Molecular mechanisms of triple negative and basal-like breast cancers.

摘要

Breast cancer is a complex disease consisting of molecular subtypes that have different clinical outcomes. While the basal-like subtype accounts for only a small subset of all breast cancer cases, it is associated with the worst prognosis and is overrepresented in young women and women of African ancestry. Basal-like tumors are triple negative (ER-, PR-, and HER2-negative), and the majority of triple negative tumors are of a basal-like phenotype. The molecular drivers of the basal-like phenotype have not yet been identified, and there is a lack of targeted therapies for women with this tumor subtype. To identify potential molecular markers and/or pathways that are critical to the triple negative and basal-like tumor phenotype, I investigated two molecular mechanisms, epigenetic regulation of BRCA1 and dysregulation of microRNAs. The association of BRCA1 promoter methylation with the development of sporadic triple negative (TN) and basal-like tumors was examined in 198 primary human breast samples using methylation specific PCR (MSP). BRCA1 inactivation via promoter methylation occurred in half of the sporadic TN and basal-like tumors and may be an early event, similar to BRCA1 inactivation by mutation, in the development of a subset of these tumor types.

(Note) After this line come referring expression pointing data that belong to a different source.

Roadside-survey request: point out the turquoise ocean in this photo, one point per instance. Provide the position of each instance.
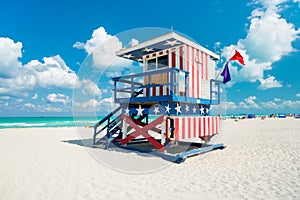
(44, 122)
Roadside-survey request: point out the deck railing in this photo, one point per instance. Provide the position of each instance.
(158, 85)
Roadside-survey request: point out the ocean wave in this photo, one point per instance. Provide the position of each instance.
(22, 124)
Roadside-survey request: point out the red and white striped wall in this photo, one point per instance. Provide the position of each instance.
(190, 59)
(195, 127)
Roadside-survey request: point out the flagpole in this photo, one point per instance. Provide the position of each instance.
(220, 71)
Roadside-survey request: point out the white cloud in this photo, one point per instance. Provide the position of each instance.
(18, 79)
(87, 87)
(291, 103)
(249, 103)
(269, 82)
(29, 105)
(58, 98)
(52, 73)
(10, 52)
(4, 97)
(133, 42)
(269, 38)
(98, 37)
(103, 47)
(35, 96)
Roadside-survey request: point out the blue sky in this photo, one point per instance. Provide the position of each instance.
(43, 44)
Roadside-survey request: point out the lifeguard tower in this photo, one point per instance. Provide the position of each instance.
(167, 105)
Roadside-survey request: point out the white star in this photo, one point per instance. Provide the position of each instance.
(206, 109)
(128, 56)
(178, 108)
(171, 43)
(194, 109)
(156, 110)
(148, 49)
(168, 108)
(127, 111)
(187, 108)
(140, 111)
(201, 110)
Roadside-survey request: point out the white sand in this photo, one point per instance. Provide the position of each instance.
(261, 161)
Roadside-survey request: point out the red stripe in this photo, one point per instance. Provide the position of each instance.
(200, 133)
(195, 128)
(204, 126)
(193, 72)
(203, 63)
(173, 59)
(187, 58)
(209, 125)
(213, 125)
(153, 91)
(198, 75)
(161, 91)
(176, 129)
(218, 123)
(183, 128)
(189, 127)
(188, 67)
(206, 67)
(181, 57)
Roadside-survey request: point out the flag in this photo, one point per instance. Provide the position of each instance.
(226, 74)
(237, 56)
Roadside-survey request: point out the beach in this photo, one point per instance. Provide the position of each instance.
(261, 161)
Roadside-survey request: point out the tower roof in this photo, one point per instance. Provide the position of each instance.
(160, 43)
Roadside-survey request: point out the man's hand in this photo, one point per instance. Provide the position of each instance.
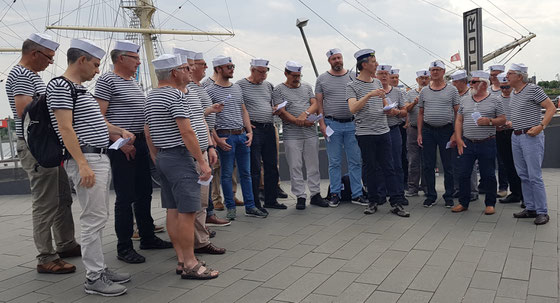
(87, 176)
(223, 144)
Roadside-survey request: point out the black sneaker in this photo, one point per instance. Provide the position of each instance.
(300, 204)
(334, 200)
(317, 200)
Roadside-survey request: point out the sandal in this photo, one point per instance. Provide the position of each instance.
(194, 275)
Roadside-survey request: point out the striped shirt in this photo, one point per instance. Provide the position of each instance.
(395, 95)
(489, 107)
(231, 117)
(438, 104)
(193, 103)
(333, 89)
(258, 100)
(22, 81)
(163, 106)
(299, 100)
(413, 114)
(525, 106)
(126, 101)
(89, 124)
(370, 120)
(205, 101)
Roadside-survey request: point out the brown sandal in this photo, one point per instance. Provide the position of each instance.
(194, 275)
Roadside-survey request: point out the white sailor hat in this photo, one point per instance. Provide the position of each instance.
(127, 46)
(259, 62)
(459, 75)
(422, 72)
(437, 63)
(499, 67)
(333, 52)
(293, 66)
(88, 47)
(167, 61)
(221, 60)
(44, 40)
(363, 53)
(502, 77)
(386, 68)
(480, 74)
(519, 67)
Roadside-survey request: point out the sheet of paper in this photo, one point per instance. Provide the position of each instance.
(119, 143)
(207, 182)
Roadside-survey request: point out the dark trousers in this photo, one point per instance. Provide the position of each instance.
(485, 153)
(376, 151)
(263, 148)
(432, 138)
(133, 188)
(503, 141)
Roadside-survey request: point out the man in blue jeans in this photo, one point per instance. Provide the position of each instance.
(331, 99)
(233, 136)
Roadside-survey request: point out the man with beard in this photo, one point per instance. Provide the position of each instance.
(331, 100)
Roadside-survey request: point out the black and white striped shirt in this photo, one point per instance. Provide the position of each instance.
(395, 95)
(163, 106)
(525, 106)
(299, 100)
(258, 100)
(126, 101)
(205, 101)
(438, 104)
(370, 120)
(489, 107)
(197, 119)
(333, 89)
(22, 81)
(89, 124)
(231, 117)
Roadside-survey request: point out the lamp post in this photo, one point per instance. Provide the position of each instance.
(300, 23)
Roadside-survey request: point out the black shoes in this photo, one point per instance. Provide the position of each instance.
(317, 200)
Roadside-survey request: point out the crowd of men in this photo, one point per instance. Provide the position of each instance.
(186, 126)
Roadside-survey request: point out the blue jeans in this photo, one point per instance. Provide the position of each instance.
(344, 138)
(432, 138)
(241, 154)
(528, 154)
(485, 153)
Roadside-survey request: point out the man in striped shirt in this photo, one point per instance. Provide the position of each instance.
(50, 189)
(257, 95)
(300, 134)
(475, 127)
(438, 104)
(122, 103)
(233, 136)
(331, 100)
(84, 133)
(366, 100)
(527, 141)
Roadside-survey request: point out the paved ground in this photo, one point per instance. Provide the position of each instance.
(322, 255)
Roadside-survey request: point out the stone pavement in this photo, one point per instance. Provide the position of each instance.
(321, 255)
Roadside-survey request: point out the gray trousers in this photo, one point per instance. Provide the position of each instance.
(95, 211)
(51, 206)
(298, 151)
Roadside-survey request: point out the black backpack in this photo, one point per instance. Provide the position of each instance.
(39, 133)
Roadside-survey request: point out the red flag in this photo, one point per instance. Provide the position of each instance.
(456, 57)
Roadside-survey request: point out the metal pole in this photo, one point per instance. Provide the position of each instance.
(308, 51)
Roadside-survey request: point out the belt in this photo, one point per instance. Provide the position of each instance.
(518, 132)
(262, 125)
(340, 120)
(481, 140)
(238, 131)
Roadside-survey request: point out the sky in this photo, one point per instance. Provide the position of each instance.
(266, 29)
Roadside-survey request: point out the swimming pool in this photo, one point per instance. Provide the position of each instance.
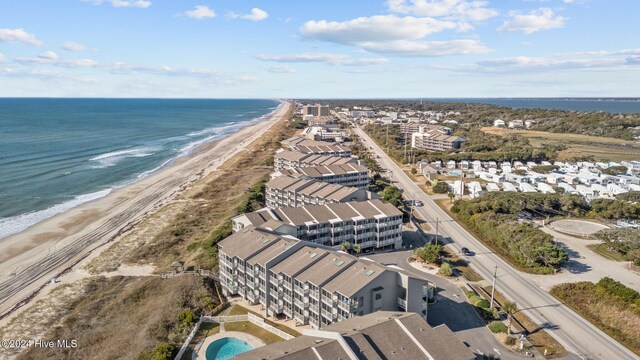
(226, 348)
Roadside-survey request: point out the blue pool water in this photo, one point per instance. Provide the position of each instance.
(226, 348)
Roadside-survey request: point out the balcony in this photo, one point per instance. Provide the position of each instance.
(402, 303)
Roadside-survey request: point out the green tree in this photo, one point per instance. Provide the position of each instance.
(392, 195)
(446, 269)
(441, 187)
(510, 308)
(429, 253)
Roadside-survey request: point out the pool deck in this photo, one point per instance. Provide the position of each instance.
(200, 354)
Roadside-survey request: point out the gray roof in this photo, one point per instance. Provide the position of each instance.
(355, 277)
(247, 242)
(355, 210)
(380, 335)
(299, 260)
(277, 247)
(326, 268)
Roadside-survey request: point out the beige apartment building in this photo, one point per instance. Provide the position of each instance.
(351, 175)
(369, 224)
(310, 283)
(293, 191)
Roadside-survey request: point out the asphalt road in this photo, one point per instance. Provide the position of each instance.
(576, 334)
(452, 309)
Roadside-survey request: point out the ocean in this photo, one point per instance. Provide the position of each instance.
(611, 105)
(56, 154)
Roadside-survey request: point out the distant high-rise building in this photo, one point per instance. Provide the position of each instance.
(316, 110)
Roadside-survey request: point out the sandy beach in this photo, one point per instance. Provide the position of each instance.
(31, 259)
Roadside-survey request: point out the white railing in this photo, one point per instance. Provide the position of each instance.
(186, 343)
(260, 322)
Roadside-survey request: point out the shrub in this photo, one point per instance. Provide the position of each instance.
(497, 327)
(429, 253)
(162, 351)
(474, 299)
(445, 269)
(441, 188)
(484, 304)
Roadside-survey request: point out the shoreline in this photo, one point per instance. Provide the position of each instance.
(32, 258)
(16, 224)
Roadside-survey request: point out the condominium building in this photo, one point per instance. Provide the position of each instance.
(299, 191)
(408, 128)
(375, 336)
(310, 283)
(435, 138)
(324, 121)
(324, 134)
(369, 224)
(304, 145)
(316, 110)
(352, 175)
(295, 159)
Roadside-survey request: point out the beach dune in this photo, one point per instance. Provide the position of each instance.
(30, 259)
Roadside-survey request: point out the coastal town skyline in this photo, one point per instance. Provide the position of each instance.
(259, 49)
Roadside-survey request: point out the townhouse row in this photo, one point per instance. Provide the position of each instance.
(313, 284)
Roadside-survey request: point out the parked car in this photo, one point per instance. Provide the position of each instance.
(466, 252)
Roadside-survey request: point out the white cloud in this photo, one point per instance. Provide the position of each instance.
(428, 48)
(51, 58)
(597, 61)
(18, 36)
(74, 46)
(256, 14)
(281, 69)
(200, 12)
(393, 35)
(454, 9)
(327, 58)
(50, 55)
(533, 21)
(377, 28)
(123, 3)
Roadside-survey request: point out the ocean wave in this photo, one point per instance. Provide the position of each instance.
(112, 158)
(15, 224)
(149, 172)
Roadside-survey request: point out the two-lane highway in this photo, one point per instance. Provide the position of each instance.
(576, 334)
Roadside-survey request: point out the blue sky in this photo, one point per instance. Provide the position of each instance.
(329, 48)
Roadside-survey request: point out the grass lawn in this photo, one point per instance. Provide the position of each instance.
(602, 250)
(250, 328)
(601, 148)
(621, 322)
(206, 330)
(539, 338)
(241, 310)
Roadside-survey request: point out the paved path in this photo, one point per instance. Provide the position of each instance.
(452, 309)
(576, 334)
(585, 265)
(202, 347)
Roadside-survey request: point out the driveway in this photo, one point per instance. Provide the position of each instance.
(452, 309)
(585, 265)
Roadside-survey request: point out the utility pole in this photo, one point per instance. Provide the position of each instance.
(387, 142)
(493, 287)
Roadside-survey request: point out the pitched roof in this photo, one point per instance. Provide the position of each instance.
(299, 260)
(379, 335)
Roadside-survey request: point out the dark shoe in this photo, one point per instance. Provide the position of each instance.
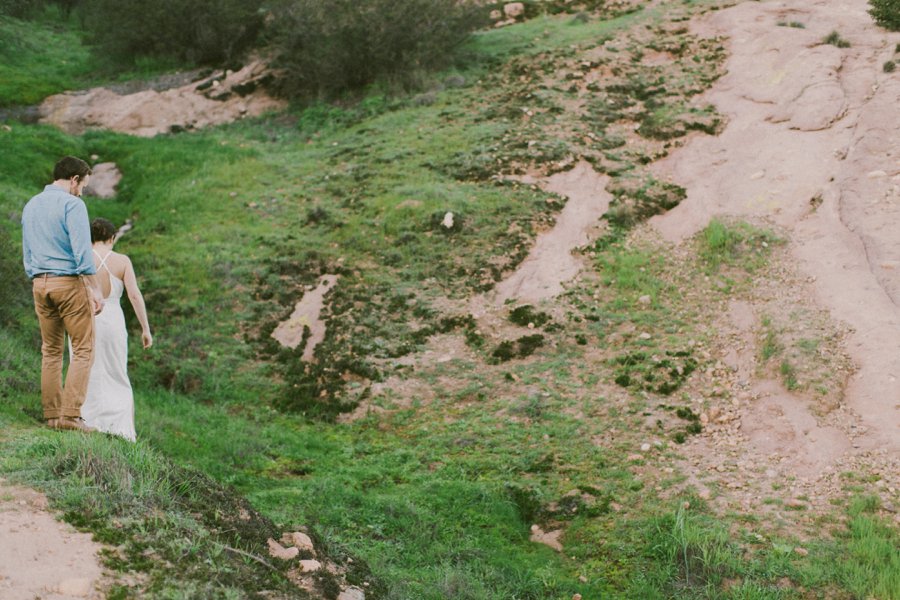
(74, 424)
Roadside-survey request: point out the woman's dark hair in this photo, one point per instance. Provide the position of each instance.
(69, 166)
(102, 230)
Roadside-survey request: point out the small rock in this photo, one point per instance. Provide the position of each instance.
(276, 550)
(514, 10)
(301, 540)
(548, 538)
(352, 593)
(309, 566)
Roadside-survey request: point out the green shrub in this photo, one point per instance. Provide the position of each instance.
(194, 31)
(886, 13)
(20, 8)
(326, 48)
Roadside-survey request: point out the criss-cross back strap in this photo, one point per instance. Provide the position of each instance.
(103, 261)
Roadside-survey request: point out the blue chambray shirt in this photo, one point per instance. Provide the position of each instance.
(56, 234)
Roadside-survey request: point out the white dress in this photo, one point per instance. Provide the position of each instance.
(109, 404)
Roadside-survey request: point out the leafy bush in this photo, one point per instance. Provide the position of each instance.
(326, 48)
(195, 31)
(20, 8)
(886, 13)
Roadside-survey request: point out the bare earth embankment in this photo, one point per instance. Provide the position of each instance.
(812, 145)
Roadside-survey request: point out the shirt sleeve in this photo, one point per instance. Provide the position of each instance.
(80, 236)
(26, 252)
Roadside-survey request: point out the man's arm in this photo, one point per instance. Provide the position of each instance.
(26, 254)
(80, 237)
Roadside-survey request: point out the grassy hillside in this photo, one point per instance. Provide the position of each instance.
(433, 492)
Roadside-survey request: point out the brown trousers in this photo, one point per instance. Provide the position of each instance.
(63, 305)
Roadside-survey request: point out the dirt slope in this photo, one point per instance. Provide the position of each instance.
(41, 557)
(813, 144)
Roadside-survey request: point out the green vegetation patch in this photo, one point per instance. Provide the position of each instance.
(886, 13)
(640, 370)
(191, 536)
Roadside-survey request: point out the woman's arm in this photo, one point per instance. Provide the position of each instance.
(137, 302)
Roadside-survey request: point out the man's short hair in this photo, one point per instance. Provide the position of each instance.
(102, 230)
(69, 166)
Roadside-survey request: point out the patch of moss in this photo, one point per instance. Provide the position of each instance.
(524, 346)
(526, 314)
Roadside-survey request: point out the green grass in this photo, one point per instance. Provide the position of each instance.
(38, 59)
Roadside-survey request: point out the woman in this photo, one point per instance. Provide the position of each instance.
(109, 405)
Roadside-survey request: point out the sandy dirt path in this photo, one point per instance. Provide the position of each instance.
(41, 557)
(813, 145)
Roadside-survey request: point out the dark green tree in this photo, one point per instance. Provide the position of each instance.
(886, 13)
(326, 48)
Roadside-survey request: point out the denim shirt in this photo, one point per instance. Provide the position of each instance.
(56, 234)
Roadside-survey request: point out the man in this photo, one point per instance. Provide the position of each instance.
(56, 247)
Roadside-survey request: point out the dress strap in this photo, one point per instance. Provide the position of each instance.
(103, 260)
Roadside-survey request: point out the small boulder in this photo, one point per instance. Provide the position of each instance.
(514, 10)
(276, 550)
(300, 540)
(352, 593)
(309, 566)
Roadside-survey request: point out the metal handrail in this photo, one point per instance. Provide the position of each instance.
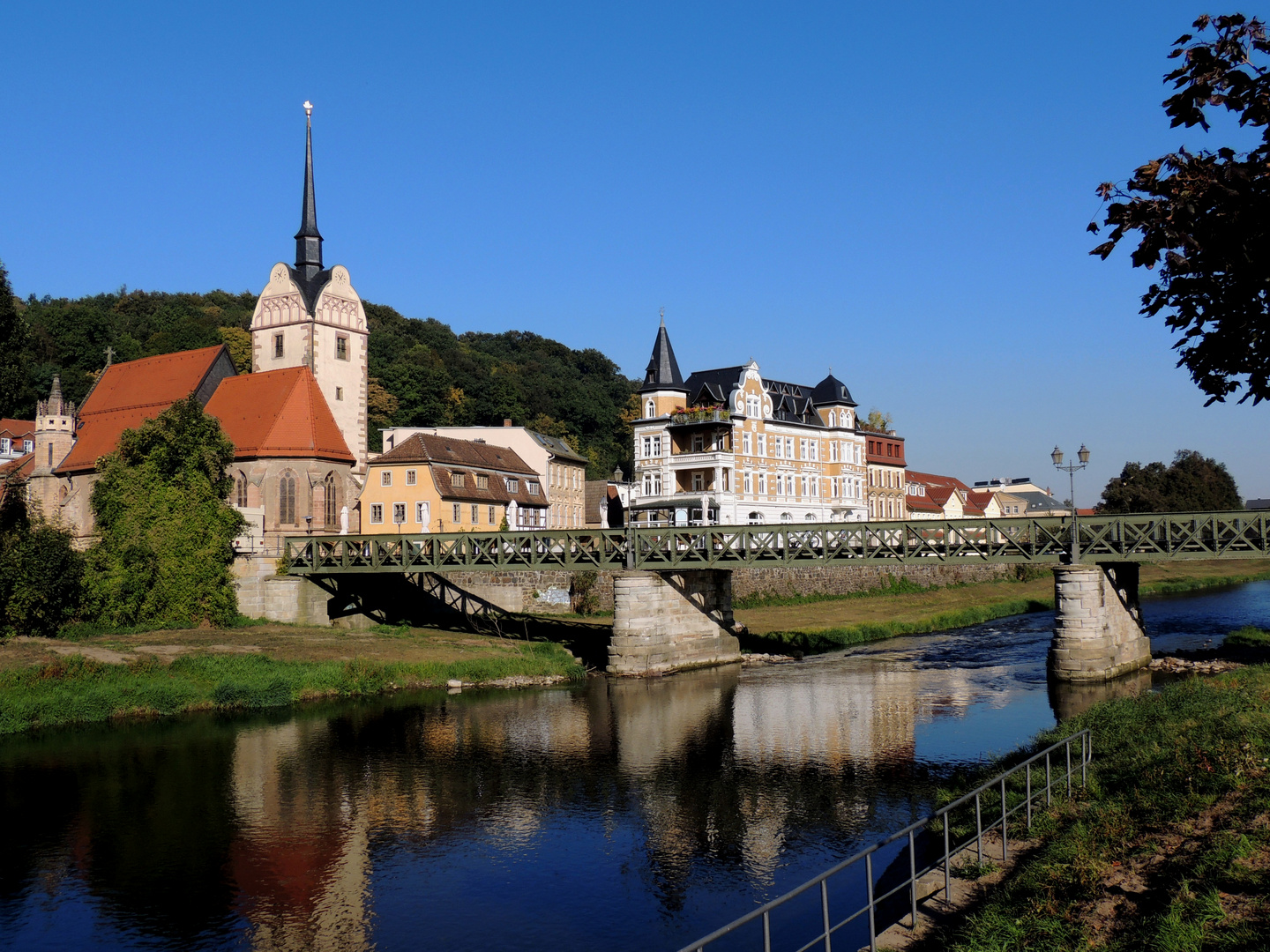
(950, 851)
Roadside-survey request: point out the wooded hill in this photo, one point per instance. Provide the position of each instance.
(422, 374)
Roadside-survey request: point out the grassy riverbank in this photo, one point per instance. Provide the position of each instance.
(158, 673)
(1169, 845)
(827, 623)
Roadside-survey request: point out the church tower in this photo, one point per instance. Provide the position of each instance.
(55, 435)
(310, 316)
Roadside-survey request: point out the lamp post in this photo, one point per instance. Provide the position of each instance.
(1084, 456)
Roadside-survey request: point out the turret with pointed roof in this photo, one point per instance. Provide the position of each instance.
(663, 369)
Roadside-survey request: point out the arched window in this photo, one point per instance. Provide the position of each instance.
(288, 499)
(329, 499)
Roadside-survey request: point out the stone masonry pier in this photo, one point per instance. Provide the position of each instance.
(1097, 623)
(669, 621)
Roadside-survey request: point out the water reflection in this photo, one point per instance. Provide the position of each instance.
(503, 819)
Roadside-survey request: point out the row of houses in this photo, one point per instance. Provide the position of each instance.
(721, 446)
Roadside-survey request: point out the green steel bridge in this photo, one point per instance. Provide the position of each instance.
(1044, 541)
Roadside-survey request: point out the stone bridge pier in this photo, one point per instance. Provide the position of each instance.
(669, 621)
(1097, 623)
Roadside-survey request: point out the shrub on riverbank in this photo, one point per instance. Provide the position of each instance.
(1169, 848)
(75, 689)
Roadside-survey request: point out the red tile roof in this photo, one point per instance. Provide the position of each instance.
(127, 395)
(17, 429)
(930, 479)
(279, 414)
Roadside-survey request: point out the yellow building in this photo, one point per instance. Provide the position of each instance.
(729, 446)
(437, 484)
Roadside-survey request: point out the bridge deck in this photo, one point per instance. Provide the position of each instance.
(1102, 539)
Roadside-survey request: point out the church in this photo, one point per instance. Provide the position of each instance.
(297, 421)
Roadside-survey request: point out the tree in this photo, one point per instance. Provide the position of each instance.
(13, 342)
(1191, 484)
(1204, 217)
(40, 570)
(164, 524)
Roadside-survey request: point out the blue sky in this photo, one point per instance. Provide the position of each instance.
(900, 195)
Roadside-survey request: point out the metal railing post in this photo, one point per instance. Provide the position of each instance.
(1029, 796)
(1005, 845)
(912, 874)
(978, 828)
(825, 911)
(873, 922)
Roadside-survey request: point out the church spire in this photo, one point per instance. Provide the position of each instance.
(309, 239)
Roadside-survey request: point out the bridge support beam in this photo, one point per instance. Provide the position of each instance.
(1097, 623)
(669, 621)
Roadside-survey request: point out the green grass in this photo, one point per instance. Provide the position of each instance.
(1249, 636)
(843, 636)
(74, 689)
(1161, 761)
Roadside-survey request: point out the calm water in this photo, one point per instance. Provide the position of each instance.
(626, 815)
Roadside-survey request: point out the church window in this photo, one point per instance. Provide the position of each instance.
(288, 501)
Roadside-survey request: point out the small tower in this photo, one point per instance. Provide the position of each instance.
(55, 435)
(55, 430)
(663, 383)
(310, 316)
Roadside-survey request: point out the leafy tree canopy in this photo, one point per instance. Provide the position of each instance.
(165, 531)
(40, 569)
(422, 374)
(1191, 484)
(1204, 217)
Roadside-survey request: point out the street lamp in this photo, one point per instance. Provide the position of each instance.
(1084, 456)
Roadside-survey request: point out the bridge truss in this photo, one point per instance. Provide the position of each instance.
(1102, 539)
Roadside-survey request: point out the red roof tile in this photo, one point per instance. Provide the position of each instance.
(127, 395)
(279, 414)
(930, 479)
(17, 429)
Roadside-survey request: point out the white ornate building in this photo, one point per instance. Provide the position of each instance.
(728, 446)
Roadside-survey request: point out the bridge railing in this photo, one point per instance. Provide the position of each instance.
(1048, 539)
(1019, 790)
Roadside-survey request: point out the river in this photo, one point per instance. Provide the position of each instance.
(623, 814)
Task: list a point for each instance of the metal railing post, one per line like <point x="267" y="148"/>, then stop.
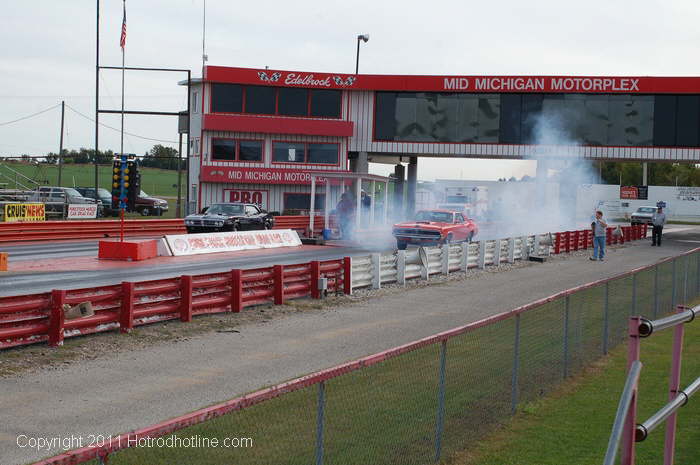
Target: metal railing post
<point x="656" y="290"/>
<point x="685" y="280"/>
<point x="673" y="387"/>
<point x="634" y="295"/>
<point x="628" y="434"/>
<point x="606" y="318"/>
<point x="566" y="336"/>
<point x="697" y="275"/>
<point x="319" y="422"/>
<point x="516" y="366"/>
<point x="441" y="403"/>
<point x="673" y="286"/>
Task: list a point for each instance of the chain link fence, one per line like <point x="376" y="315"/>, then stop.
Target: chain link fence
<point x="422" y="402"/>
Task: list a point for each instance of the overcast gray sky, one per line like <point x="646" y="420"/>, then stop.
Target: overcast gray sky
<point x="48" y="54"/>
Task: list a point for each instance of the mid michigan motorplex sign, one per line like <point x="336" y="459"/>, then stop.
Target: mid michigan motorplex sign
<point x="544" y="84"/>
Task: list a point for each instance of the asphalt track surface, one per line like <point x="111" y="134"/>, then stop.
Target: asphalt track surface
<point x="72" y="265"/>
<point x="120" y="392"/>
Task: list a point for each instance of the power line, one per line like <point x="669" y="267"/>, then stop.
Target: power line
<point x="115" y="129"/>
<point x="30" y="116"/>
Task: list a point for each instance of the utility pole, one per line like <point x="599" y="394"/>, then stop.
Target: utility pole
<point x="97" y="99"/>
<point x="179" y="178"/>
<point x="60" y="146"/>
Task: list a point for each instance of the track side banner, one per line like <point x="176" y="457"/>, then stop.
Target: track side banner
<point x="80" y="211"/>
<point x="24" y="212"/>
<point x="194" y="244"/>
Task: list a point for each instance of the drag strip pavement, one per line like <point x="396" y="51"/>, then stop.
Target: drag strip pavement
<point x="122" y="391"/>
<point x="34" y="282"/>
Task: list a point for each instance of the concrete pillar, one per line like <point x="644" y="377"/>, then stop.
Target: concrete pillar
<point x="400" y="176"/>
<point x="411" y="192"/>
<point x="359" y="164"/>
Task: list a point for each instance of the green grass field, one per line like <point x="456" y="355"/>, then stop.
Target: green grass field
<point x="573" y="425"/>
<point x="155" y="182"/>
<point x="387" y="413"/>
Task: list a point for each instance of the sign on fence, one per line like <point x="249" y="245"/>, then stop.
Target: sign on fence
<point x="194" y="244"/>
<point x="25" y="212"/>
<point x="80" y="211"/>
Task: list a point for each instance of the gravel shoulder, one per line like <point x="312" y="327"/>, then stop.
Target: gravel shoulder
<point x="111" y="383"/>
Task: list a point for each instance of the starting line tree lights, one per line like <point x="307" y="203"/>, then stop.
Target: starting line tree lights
<point x="126" y="182"/>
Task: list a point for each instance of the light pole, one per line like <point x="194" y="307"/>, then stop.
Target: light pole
<point x="365" y="38"/>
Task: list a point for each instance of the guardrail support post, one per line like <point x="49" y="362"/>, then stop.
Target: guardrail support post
<point x="401" y="267"/>
<point x="697" y="275"/>
<point x="524" y="249"/>
<point x="628" y="433"/>
<point x="464" y="264"/>
<point x="567" y="306"/>
<point x="497" y="252"/>
<point x="482" y="255"/>
<point x="634" y="295"/>
<point x="685" y="279"/>
<point x="57" y="318"/>
<point x="673" y="285"/>
<point x="511" y="250"/>
<point x="320" y="409"/>
<point x="376" y="259"/>
<point x="347" y="275"/>
<point x="441" y="402"/>
<point x="516" y="367"/>
<point x="126" y="313"/>
<point x="445" y="258"/>
<point x="236" y="291"/>
<point x="673" y="387"/>
<point x="186" y="298"/>
<point x="656" y="290"/>
<point x="278" y="278"/>
<point x="315" y="277"/>
<point x="606" y="317"/>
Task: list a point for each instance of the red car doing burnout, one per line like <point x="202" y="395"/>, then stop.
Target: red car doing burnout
<point x="434" y="227"/>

These findings justify the use of PARP inhibition, which have proven beneficial for hereditary breast cancers, for treatment and/or prevention of sporadic BRCA1-deficient TN and basal-like breast cancers.;Furthermore, differential expression of microRNAs in sporadic triple negative and basal-like tumors was examined using a microRNA expression array. Forty-four microRNAs were identified as down-regulated in basal-like tumors compared to luminal A tumors, and microRNA-29c, the most significantly down-regulated microRNA, was capable of regulating some phenotypes associated with basal-like tumors (e.g. cell invasion and drug resistance). microRNA-29c also regulates B-MYB levels and this regulation involves the B-MYB 3'UTR. Furthermore, microRNA-29c sensitizes cells to doxorubicin-induced killing through regulation of B-MYB, an oncogene over-expressed in basal-like tumors. This work represents the first study to functionally characterize the role of miRNAs in basal-like breast tumors, as well as identify B-MYB as a bonafide miR-29c target. My findings suggest that inhibition of B-MYB or over-expression of miR-29c may be clinically beneficial for patients with basal-like tumors.